You see, ‘za in America isn’t one particular pie. Pizza has evolved in its journey around the nation, with a number of distinct styles to explore.
There’s Chicago’s deep dish variety, which is a sauce-topped, girth-laden version of the meal, that resembles a piece of birthday cake in its sliced shape. There’s the Western New York pie, which is a thick, doughy pizza, often cooked in rectangle shapes and adorned with small, crispy pepperonis.
There’s even the “Vinnie Pie” – a messy and gluttonous homage to grease and cheese that you can only find in Pittsburgh, Pennsylvania, but is worth the experience. (Just bring some Pepto Bismol with you).
After I’m gone, I just hope the kids remember me as the guy who always brought the Vinnie Pie home on Friday night. 🍕❣️ pic.twitter.com/McCazIEw5l
— John Fetterman (@JohnFetterman) January 29, 2021
But, sitting atop the American pizza throne has long been New York City, where the pizza is hot, foldable, unavoidable, and delicious.
This year, however, there’s some serious controversy baking to the east of The Big Apple.
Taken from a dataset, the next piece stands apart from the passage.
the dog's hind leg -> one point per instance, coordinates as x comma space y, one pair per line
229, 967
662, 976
The Garden State just nabbed the title for the best pizza in the country.
New Jersey upstaged New York on Food & Wine’s list of best “pizza states” in America.
“New Jersey is the best place to eat pizza in the country right now. The state is one in an elite group remaining true to their heritage, through long periods of time when others were too busy crashing ahead into the future to care about theirs,” Food & Wine senior editor David Landsel reported in his ranking published earlier this week.
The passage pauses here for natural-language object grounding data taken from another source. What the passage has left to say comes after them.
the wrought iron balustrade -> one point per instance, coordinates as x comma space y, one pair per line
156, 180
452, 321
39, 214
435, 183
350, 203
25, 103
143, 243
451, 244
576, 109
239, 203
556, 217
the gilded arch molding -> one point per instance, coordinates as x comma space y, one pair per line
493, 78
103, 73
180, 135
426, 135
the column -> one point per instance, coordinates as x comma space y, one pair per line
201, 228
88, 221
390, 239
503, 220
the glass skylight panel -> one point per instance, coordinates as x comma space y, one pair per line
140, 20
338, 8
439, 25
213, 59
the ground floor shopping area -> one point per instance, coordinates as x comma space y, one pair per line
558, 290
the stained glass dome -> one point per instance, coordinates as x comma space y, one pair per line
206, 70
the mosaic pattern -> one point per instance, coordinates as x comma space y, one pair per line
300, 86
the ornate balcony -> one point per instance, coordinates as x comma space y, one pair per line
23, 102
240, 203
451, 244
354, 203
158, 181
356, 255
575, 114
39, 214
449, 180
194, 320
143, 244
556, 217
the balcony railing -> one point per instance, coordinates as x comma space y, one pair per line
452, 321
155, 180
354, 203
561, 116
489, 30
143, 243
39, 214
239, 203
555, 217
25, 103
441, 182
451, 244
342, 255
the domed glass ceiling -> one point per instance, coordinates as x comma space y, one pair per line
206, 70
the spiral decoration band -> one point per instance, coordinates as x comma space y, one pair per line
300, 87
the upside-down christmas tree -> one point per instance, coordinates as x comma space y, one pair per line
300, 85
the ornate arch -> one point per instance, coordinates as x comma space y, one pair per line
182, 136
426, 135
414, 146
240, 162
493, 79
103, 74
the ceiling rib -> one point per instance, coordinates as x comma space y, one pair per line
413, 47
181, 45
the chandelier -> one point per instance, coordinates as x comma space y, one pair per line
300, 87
And you’re not going to guess who #2 was…
Nabbing the No. 2 spot on the list of doughy supremacy is Connecticut. New Haven, known for its coal-fired pizza, has become a tourist destination for its thin-crust, well-done, crispy pies with more sauce than cheese at institutions like Frank Pepe Pizzeria Napoletana and nearby Sally’s Apizza, founded in 1930.
The Empire State rounded out the top three, but you had better believe that New Yorkers won’t soon fuhgeddaboutit.